Where do you get your podcast recommendations from? Friends? The New and Noteworthy section of your podcast app? Your Twitter feed? All three? I’ve been using The New York Times Podcast Club on Facebook as a sort of podcast speed dating space. I log in, give myself 10 minutes, scroll up and down looking at recommendations and then hop on to Spotify to listen to the latest episode in the feed for a few minutes before deciding whether I want to commit or not.

This week, I came across The Stoop, a Radiotopia podcast.

I found the very premise of the episode intriguing, but what drew me in was the song at the start of the episode — Miss Mary Mack — a clapping song from my childhood that I had all but forgotten.
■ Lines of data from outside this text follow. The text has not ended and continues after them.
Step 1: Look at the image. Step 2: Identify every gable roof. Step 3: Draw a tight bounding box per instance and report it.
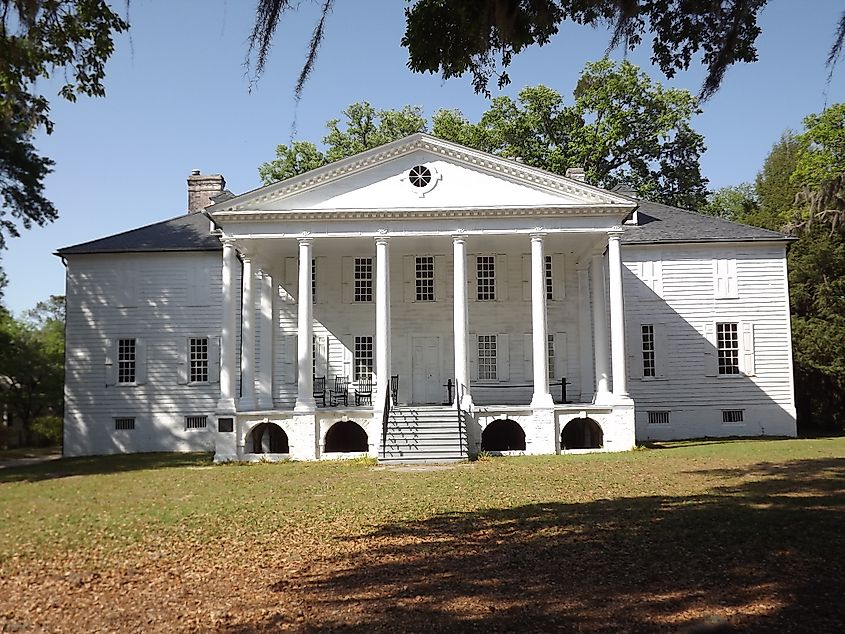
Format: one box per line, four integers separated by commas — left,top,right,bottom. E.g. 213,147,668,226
622,199,790,245
207,133,636,213
56,211,221,256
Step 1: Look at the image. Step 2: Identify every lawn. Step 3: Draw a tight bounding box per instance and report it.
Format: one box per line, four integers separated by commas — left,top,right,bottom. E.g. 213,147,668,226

They had me at the third Mack.

But what made me stay on was the easy banter between the hosts and then the beautiful line-up of guests, how they talk about the sounds they associated with their identity, and the memories associated with them. Timberland shoes on basketball courts, the sound of grease as it sizzles on the skillet, the whirring of insects in summer, hums, and the verbal tics and sounds associated with family — I loved hearing David Oloweyo talk like his Nigerian family members.

My podcast tastes of the last year have been largely a mix of how to get things done, self-care, writers on writing interviews, and the odd short story podcast. These tend to often be spare in terms of additional sounds. But I realise how much I love sound-rich podcasts that take you into intimate worlds. I find my body relax, my mind tune out all the other noise around me and I sink to the sound of grease sizzling on a skillet.